# Do multiple transitions over the input give finite state machines more power?

In the common model of FSA, the automaton reads the input string once, moving from one state to another after reading each letter in the input string. Epsilon transitions allow moving from one state to another without reading a character.
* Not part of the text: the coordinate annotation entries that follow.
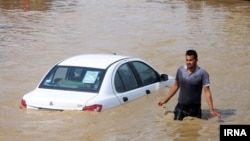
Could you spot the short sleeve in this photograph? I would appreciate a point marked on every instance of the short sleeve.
(205, 78)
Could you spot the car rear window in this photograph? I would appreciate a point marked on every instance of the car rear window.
(73, 78)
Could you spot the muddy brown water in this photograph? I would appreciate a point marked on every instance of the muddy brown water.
(36, 34)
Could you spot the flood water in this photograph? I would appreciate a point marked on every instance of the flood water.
(36, 34)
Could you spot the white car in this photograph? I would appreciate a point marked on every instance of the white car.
(95, 82)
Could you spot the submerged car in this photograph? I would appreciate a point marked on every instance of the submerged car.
(95, 82)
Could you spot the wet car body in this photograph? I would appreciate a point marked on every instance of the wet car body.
(95, 82)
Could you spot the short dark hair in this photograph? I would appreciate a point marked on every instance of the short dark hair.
(191, 52)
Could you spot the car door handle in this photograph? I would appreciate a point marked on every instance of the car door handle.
(125, 99)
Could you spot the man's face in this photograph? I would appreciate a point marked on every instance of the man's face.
(191, 61)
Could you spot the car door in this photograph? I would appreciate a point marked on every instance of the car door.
(128, 81)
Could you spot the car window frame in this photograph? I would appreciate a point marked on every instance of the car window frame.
(51, 74)
(136, 75)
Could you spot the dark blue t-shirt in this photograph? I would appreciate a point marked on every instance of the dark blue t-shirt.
(191, 85)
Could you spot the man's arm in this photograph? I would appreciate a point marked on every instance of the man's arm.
(170, 94)
(209, 99)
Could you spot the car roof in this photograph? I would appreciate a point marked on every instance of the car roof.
(101, 61)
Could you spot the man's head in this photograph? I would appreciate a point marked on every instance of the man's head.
(191, 59)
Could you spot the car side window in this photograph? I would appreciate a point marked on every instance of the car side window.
(125, 79)
(146, 73)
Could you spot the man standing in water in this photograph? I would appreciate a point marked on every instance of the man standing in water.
(191, 79)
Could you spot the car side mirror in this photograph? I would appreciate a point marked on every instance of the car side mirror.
(164, 77)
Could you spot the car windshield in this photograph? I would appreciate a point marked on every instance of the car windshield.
(73, 78)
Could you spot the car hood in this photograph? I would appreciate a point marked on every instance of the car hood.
(57, 99)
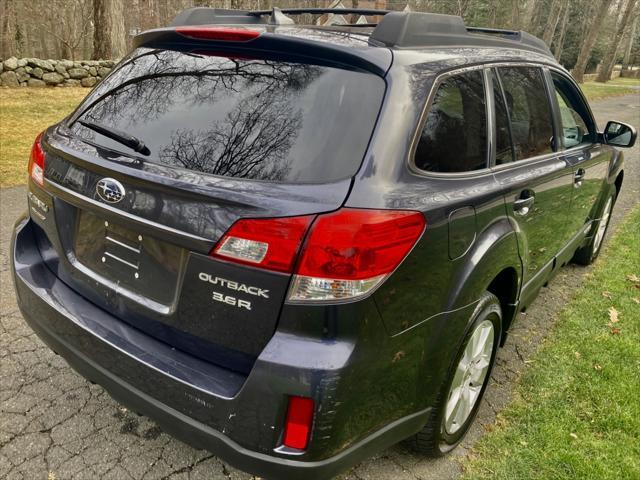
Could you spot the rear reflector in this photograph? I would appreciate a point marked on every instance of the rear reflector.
(346, 255)
(297, 426)
(270, 243)
(224, 34)
(36, 161)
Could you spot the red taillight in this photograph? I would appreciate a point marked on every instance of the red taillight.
(270, 243)
(36, 161)
(353, 244)
(347, 253)
(224, 34)
(297, 426)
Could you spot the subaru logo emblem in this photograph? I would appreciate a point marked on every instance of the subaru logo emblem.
(110, 190)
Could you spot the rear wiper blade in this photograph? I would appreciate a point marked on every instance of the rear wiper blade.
(119, 136)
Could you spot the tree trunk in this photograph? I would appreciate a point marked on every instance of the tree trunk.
(563, 31)
(118, 30)
(609, 60)
(7, 42)
(109, 36)
(589, 40)
(629, 47)
(552, 22)
(101, 30)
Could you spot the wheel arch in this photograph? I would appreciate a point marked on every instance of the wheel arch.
(493, 264)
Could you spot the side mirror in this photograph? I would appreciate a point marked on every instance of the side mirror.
(620, 134)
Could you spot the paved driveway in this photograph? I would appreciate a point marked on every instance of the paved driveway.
(54, 424)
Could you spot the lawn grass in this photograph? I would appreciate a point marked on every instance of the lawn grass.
(576, 413)
(25, 112)
(613, 88)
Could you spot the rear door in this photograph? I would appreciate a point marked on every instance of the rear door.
(536, 181)
(588, 160)
(225, 139)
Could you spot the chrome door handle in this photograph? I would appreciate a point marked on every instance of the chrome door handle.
(522, 206)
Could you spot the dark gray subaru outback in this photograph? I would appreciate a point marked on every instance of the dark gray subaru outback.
(294, 246)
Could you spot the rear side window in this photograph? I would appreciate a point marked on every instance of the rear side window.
(528, 109)
(454, 137)
(248, 118)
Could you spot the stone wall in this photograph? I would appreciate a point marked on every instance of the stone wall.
(34, 72)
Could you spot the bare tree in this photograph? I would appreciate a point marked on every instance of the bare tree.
(552, 21)
(590, 40)
(109, 37)
(563, 30)
(631, 37)
(67, 22)
(610, 58)
(8, 25)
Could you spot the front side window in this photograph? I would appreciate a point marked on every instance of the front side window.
(577, 125)
(454, 137)
(529, 111)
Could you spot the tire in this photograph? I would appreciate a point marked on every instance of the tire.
(587, 254)
(443, 432)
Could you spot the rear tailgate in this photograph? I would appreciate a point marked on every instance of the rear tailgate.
(228, 139)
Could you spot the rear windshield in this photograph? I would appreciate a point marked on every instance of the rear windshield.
(244, 118)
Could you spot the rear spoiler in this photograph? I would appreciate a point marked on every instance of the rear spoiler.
(394, 29)
(264, 44)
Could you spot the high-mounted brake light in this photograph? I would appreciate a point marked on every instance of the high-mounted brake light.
(224, 34)
(297, 426)
(350, 252)
(346, 254)
(270, 243)
(36, 161)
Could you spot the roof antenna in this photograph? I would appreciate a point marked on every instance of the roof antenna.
(279, 18)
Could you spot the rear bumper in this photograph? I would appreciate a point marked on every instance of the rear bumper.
(176, 390)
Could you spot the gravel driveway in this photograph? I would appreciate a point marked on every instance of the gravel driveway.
(56, 425)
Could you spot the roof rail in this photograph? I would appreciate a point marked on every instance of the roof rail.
(395, 30)
(415, 30)
(218, 16)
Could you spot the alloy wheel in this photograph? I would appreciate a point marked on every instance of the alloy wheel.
(470, 376)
However, the movement over the input string is still unidirectional.

Is there a formal model of a FSA that reads the input string K times, and only then reaches its final state? is this model more powerful than FSA, e.g., can it recognize context-free languages that are not regular?
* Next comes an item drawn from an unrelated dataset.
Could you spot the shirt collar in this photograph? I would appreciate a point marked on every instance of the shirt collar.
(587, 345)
I think the option of adding an epsilon transition for every transition edge in the FSA means the models are equivalent in power (since we can model K iteration over the input by epsilon transitions from the last state back to the first -- although I am not sure), but if this is so, are there any results regarding the number of states needed in a regular FSA and a FSA with K transitions?
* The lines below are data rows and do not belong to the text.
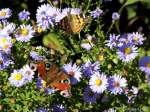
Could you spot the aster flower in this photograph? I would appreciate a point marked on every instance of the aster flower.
(29, 74)
(96, 13)
(115, 16)
(124, 39)
(74, 71)
(127, 52)
(136, 38)
(89, 96)
(116, 84)
(90, 68)
(87, 44)
(46, 16)
(58, 108)
(49, 91)
(0, 93)
(144, 64)
(36, 56)
(9, 28)
(65, 12)
(113, 41)
(98, 82)
(131, 94)
(24, 15)
(4, 61)
(110, 110)
(24, 33)
(40, 83)
(5, 13)
(17, 78)
(5, 43)
(41, 109)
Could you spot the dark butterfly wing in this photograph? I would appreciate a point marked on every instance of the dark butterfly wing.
(65, 24)
(41, 70)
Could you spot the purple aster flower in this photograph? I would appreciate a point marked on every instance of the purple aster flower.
(24, 15)
(127, 52)
(5, 43)
(41, 109)
(17, 78)
(74, 71)
(116, 84)
(49, 91)
(5, 13)
(115, 16)
(24, 33)
(131, 94)
(148, 79)
(4, 61)
(124, 39)
(87, 44)
(98, 82)
(96, 13)
(40, 83)
(55, 2)
(28, 72)
(36, 56)
(58, 108)
(136, 38)
(65, 12)
(144, 64)
(89, 96)
(9, 28)
(46, 16)
(113, 41)
(110, 110)
(89, 68)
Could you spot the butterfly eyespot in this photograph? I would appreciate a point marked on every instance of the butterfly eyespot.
(66, 93)
(66, 81)
(47, 66)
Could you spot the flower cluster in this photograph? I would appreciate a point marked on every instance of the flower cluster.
(40, 58)
(22, 76)
(126, 45)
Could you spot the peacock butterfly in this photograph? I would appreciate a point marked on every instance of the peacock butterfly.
(54, 78)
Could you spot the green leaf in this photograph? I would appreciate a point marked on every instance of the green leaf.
(146, 109)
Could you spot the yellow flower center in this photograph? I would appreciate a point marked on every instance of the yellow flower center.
(2, 13)
(148, 65)
(18, 77)
(3, 40)
(127, 50)
(39, 29)
(101, 57)
(71, 73)
(6, 46)
(136, 38)
(98, 82)
(44, 83)
(24, 32)
(1, 61)
(116, 84)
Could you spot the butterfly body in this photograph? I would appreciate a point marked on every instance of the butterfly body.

• Are the $k$ repetitions of the input string marked by separators? Or are they simply concatenated as a single string? – dkaeae Nov 14 '18 at 21:08
• Also, simply adding $/varespilon$ transitions everywhere does not cut it since you may end up recognizing strictly more strings. – dkaeae Nov 14 '18 at 21:11
• Regarding epsilon transitions - you are right, that made me doubt my reasoning. I don't have anything specific in mind, so I'd be happy to know about results in both options (with and without separators). – user1767774 Nov 14 '18 at 21:21
• Also two-way finite state automata (that may walk back and forth over the input string) are not more powerful than ordinary FSA. Two-way automata can be "programmed" to do a fixed number $K$ of passes over the string. – Hendrik Jan Nov 15 '18 at 8:44

It's possible to do all the passes in parallel, using a state machine whose states are vectors of states in the original machine. Each vector has one element for each state in the original machine, and represents the result of performing the transitions starting at the state corresponding to the position of the element in the vector. A vector state is an accepting state iff there is a path of length $$k$$ starting at the original machine's starting state and linking the state at each position to that position.
Specifically, let the original machine be $$(Σ, Q, q_1, δ, F)$$, where $$Q = \{q_1, \ldots, q_n\}$$. Define the new machine $$(Σ, Q^n, q'_s, δ', F')$$ with
\begin{align} q'_s &= \langle q_1, \ldots, q_n\rangle \\ \delta'(\langle q_{i_1},\ldots,q_{i_n}\rangle, s) &= \langle \delta(q_{i_1}, s),\ldots,\delta(q_{i_n}, s)\rangle \\ \langle q_{i_1},\ldots,q_{i_n}\rangle \in F' &\text{ iff } \exists t_1,\ldots,t_k \text{ with } t_1 = 1, q_{t_k} \in F \text{ and } t_j = i_{t_{j-1}} \text{ for } j \in \{2,\ldots,k\} \end{align} Although that's a lot of states, it's still a finite number, and the set of accepting states is well-defined and can be enumerated. So the multiple-pass machine is still a finite-state machine.